Sort with ?sort=created_at or descending ?sort=-created_at.

Developer FAQ

Frequently asked questions

Quick answers to common integration questions. Each response is designed for fast scanning and direct implementation.

What are the default rate limits?

Standard accounts receive 600 requests per minute per API key. Burst traffic is allowed up to 2x for 30 seconds before throttling. Limits are returned in the response headers for every request.

Which environments are available?

Use sandbox for testing and production for live traffic. Base URLs differ by subdomain; the request schema is identical between environments.

Why am I getting authentication errors?

Ensure the Authorization: Bearer <token> header is present and the token has not expired. Sandbox keys do not work against production endpoints.

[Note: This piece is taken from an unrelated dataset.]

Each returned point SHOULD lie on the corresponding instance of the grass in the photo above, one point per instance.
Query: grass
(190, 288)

How is API versioning handled?

Versioning is path-based (e.g., /v1/). We maintain one active version and one deprecated version with 6 months of overlap.

What do error responses look like?

Errors are JSON with code, message, and optional details. HTTP status codes follow RFC 9110 conventions.

What support should we expect?

Enterprise plans include 24/7 coverage with a 1-hour initial response SLA. Standard plans receive business-hours support with a 1-business-day response target.